Com todas essas roupas, vocês ainda brincavam do 'que vestir' em casa, como as outras meninas? "Totalmente!", Grita Ashley. "Eu passava no meu armário todo o tempo, colocava várias coisas juntas, parecia que um tornado me atingiu." "Ainda faço", ela completa, em seguida, elas brigam sobre um sweater Céline que Mary-Kate tinha sequestrado de Ashley. Portanto, há uma linha de demarcação entre seus guarda-roupas? "Hmm", diz Smashley. "Não é dela, não é meu. E uma pilha 'talvez' enorme. "

De suas influências, Mary-Kate sai em vívidos detalhes sobre a observação de como as mulheres ao seu redor estão vestidas. "Nós tivemos as nossas observações sobre a mudança da moda, quando deixou de ser tão anos 80 ao slipdress e o lábio escuro. As estudantes voltando da faculdade no era grunge. E, em seguida, Lori Loughlin [Full House] e ainda Donna Karan." Foi na época da moda masculina de riscas de Gaultier. Em seguida, o hit: Era grunge - vestir-se ainda é a base de sua aparência hoje - tudo o que elas têm! habilidade em vestidos em camadas, blusas, costura de forma livre, experimentação e vendo possibilidades de reaproveitamento, redimensionando e separando coisas...Mas Mary-Kate e Ashley Olsen nasceram em 1986, e coleção grunge de Marc Jacobs para Perry Ellis saiu em 1992. Então, isso foi quando elas tinham seis anos? Elas confirmam, inexpressivas.


Você muitas vezes se vê pensando, em choque o rumo em que tomou as gêmeas Olsen, mas que, na verdade, é o menos surpreendente de como elas são sobreviventes da fama na infância, que extraíram e reaplicaram os aspectos positivos de suas experiências para reinventar-se como adultas altamente eficazes. O nível crítico-aprovação da The Row atingiu este ano, e só em suas mentes o limite do que elas querem atingir. Perguntado sobre como elas vêem o seu futuro, a resposta é impressionante. "Eu quero gerenciar um estúdio (de criação)", diz Ashley, pensativa. "Eu provavelmente gostaria de gerir outras pessoas em suas marcas. Poderia ser uma artista. A jovem designer. Poderia ser uma marca já existente." Se isso foi dito por qualquer outra pessoa, de 24, você iria colocá-lo para dormir, sonho juvenil.
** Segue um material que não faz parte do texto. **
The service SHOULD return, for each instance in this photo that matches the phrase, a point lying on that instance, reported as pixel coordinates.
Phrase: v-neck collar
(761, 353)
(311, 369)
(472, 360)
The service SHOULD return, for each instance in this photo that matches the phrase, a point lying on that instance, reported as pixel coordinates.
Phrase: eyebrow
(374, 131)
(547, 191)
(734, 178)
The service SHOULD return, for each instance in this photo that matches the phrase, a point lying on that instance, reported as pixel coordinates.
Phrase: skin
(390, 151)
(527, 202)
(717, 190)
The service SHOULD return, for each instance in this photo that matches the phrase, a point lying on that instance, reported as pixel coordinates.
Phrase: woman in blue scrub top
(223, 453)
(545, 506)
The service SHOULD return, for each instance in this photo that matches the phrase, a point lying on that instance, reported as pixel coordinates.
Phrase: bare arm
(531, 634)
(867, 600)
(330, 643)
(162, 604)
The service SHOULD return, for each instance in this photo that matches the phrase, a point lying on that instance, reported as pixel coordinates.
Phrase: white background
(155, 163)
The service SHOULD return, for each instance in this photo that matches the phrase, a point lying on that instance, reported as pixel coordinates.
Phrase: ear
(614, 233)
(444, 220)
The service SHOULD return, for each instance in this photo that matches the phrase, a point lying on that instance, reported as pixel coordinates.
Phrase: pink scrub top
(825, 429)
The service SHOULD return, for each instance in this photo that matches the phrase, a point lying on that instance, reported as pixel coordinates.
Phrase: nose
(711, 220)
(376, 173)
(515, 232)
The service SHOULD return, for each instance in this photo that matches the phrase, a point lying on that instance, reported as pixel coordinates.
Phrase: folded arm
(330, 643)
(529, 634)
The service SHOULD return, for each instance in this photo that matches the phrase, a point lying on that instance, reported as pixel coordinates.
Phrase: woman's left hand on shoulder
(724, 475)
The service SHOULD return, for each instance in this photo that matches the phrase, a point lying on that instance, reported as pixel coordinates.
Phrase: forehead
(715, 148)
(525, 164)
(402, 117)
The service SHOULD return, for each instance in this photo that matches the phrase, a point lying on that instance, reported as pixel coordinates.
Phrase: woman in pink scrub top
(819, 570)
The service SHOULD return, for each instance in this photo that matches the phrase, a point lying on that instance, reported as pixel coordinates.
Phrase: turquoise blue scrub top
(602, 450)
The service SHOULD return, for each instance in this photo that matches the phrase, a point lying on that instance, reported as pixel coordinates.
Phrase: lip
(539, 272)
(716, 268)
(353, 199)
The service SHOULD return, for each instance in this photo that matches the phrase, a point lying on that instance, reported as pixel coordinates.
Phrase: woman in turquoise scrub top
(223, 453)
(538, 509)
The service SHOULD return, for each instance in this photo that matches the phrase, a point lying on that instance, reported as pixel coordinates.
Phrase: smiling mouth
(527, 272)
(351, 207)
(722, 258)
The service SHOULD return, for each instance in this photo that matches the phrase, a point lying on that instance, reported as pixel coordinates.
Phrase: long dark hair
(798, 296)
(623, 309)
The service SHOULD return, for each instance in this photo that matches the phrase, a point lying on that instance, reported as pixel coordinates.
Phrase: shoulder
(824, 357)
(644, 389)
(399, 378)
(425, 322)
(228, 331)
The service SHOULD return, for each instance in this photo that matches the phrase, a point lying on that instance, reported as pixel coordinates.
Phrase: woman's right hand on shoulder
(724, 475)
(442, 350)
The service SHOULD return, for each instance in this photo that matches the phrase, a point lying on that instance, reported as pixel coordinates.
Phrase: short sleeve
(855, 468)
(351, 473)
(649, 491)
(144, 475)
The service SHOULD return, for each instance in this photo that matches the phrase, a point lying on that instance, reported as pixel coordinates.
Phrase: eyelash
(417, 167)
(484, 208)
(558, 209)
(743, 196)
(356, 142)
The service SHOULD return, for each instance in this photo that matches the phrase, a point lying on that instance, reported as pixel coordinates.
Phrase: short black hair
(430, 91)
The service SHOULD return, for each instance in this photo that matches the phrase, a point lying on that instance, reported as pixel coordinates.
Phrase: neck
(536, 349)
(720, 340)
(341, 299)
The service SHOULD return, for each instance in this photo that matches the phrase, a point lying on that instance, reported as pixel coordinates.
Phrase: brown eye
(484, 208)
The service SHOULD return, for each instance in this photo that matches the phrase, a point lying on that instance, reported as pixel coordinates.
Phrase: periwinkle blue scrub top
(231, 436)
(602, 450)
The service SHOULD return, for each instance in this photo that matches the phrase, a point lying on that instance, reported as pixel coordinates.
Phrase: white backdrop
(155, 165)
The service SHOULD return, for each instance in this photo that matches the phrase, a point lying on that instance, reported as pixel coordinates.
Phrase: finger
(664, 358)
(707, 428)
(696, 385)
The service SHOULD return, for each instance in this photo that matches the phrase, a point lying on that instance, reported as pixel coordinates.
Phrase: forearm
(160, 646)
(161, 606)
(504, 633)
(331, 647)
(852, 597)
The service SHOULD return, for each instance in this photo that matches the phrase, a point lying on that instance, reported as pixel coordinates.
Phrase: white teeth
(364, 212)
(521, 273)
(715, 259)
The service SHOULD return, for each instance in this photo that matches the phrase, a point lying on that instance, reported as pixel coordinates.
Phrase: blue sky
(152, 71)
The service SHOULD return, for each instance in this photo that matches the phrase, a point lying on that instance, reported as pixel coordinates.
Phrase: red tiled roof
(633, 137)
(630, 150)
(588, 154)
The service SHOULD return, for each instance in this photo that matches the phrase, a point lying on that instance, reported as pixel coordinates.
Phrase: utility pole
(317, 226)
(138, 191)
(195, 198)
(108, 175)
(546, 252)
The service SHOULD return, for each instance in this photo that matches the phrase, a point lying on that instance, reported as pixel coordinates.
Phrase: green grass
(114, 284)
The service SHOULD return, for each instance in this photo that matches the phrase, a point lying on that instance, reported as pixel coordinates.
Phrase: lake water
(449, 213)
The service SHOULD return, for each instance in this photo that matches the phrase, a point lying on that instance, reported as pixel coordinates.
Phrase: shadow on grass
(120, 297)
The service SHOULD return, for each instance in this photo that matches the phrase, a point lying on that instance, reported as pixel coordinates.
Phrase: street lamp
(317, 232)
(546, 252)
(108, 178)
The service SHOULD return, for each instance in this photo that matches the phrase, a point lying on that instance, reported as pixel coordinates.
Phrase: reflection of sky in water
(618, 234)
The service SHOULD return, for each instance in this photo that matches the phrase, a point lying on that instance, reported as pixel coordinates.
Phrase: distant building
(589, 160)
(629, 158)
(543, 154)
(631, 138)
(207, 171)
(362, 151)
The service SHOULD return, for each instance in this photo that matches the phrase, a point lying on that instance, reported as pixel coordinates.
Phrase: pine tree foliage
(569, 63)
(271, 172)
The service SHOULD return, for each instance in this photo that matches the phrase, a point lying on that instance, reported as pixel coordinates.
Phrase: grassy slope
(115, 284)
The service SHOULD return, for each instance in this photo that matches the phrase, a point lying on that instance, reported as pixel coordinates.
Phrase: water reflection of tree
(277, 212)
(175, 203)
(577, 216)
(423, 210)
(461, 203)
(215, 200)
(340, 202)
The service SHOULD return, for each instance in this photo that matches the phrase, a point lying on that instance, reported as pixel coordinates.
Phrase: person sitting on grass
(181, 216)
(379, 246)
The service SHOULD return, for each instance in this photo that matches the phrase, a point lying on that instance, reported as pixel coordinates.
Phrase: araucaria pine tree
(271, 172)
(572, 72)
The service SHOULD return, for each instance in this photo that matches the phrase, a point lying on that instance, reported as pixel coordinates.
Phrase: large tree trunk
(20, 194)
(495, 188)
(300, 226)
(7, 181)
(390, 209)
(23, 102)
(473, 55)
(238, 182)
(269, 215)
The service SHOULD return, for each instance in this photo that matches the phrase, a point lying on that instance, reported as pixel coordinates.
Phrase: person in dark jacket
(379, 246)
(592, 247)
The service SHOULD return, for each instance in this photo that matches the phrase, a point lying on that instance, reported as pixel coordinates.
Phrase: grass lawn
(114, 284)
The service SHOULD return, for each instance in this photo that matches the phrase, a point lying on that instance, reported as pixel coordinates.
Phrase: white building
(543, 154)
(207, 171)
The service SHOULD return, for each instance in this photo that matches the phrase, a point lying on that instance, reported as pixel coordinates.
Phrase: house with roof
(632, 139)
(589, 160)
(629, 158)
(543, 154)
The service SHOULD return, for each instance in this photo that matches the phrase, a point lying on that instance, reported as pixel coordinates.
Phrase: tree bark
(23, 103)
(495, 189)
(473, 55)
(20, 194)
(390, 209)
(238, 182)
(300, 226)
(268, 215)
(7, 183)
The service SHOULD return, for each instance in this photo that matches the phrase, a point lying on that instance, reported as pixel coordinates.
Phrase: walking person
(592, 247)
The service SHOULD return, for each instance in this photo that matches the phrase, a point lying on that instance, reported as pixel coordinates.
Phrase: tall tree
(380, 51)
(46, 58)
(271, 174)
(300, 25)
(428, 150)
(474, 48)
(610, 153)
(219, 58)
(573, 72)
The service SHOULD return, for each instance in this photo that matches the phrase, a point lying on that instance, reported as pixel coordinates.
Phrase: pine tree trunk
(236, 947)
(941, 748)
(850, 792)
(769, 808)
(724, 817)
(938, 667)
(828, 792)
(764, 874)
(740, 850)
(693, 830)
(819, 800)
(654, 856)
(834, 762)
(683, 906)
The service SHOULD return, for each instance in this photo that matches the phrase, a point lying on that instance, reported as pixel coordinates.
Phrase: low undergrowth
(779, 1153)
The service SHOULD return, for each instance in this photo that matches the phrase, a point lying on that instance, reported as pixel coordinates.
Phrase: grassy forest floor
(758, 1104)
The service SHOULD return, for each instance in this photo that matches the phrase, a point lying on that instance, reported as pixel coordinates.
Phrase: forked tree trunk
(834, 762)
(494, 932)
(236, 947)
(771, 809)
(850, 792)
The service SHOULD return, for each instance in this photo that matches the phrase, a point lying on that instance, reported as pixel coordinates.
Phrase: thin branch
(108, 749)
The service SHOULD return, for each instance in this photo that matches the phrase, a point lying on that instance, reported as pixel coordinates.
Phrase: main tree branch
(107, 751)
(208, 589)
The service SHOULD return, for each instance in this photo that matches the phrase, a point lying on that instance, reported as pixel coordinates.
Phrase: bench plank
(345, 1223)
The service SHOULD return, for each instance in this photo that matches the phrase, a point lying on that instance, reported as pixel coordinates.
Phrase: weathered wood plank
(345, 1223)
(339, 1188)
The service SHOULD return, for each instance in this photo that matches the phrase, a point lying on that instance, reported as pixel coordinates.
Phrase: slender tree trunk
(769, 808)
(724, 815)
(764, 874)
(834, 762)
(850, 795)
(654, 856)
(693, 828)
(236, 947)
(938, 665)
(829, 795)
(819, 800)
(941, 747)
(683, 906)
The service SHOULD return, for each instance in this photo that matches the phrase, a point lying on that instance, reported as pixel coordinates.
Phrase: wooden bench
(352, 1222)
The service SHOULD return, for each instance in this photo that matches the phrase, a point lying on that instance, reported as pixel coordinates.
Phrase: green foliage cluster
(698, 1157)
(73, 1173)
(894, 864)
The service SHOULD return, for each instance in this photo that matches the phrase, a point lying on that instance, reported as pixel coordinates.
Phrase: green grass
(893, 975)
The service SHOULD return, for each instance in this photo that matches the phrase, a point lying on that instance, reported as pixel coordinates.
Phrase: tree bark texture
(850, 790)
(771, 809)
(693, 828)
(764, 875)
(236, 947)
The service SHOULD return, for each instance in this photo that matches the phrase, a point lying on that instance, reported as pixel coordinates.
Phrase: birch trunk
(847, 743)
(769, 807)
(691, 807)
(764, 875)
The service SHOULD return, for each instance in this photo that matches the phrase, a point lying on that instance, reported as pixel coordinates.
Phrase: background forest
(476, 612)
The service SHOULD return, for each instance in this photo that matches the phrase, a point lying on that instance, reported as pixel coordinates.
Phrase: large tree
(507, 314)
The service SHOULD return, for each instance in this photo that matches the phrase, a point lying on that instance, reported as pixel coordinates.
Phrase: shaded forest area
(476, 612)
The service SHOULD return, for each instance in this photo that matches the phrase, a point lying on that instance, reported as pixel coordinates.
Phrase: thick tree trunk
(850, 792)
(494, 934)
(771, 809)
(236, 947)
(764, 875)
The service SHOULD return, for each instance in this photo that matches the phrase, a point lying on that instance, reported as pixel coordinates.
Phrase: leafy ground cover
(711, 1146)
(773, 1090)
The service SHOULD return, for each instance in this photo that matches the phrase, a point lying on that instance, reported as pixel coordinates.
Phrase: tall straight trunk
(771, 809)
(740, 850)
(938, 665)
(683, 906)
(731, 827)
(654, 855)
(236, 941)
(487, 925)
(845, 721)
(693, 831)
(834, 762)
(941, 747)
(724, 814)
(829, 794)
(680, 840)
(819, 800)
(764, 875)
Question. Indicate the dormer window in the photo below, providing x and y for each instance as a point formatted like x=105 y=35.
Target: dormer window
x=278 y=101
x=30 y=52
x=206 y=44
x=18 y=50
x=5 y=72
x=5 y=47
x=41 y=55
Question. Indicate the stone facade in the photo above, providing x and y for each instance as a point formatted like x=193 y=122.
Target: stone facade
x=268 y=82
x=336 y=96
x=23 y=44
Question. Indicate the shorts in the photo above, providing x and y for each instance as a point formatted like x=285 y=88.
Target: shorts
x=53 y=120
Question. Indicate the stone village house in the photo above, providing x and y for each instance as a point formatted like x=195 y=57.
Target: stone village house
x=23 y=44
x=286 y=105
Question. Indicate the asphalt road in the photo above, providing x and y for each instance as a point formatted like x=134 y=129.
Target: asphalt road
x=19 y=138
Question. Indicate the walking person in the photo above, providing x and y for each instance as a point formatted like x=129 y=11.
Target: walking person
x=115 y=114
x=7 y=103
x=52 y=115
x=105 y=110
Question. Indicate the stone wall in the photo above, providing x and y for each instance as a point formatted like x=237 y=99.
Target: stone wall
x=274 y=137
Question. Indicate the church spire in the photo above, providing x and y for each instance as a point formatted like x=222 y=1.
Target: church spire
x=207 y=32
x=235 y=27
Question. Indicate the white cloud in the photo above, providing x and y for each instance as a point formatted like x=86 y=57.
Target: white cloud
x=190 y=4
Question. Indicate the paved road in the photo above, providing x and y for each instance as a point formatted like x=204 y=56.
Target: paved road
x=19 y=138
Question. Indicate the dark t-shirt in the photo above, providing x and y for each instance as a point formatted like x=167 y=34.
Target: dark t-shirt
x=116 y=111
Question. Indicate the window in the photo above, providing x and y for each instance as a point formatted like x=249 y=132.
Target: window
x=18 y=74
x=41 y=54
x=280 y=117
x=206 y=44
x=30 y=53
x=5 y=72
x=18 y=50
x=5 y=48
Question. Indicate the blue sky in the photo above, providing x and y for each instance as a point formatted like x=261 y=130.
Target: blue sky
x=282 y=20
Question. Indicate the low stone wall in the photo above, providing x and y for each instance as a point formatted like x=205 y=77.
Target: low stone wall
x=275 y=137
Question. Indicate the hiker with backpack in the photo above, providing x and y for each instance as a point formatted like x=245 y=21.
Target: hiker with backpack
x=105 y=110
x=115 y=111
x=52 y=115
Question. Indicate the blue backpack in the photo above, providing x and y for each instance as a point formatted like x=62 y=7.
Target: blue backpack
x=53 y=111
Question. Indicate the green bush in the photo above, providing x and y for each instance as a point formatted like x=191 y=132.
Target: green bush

Mas a partir de experiências vividas - a vida toda - no meio dos negócios? Há dez anos, portanto, não seria surpreendente se a pequena Ashley e Mary-Kate Olsen acabarem por serem duas das maiores players da moda norte-americano, primeiras em meados do século vinte. "A coisa sobre nós", Mary-Kate diz, "é que pensamos grande. Enorme." Afinal de contas, em 2021, eles vão ter apenas 34.


Por: Sarah Mower (Vogue US; Abril, 2011).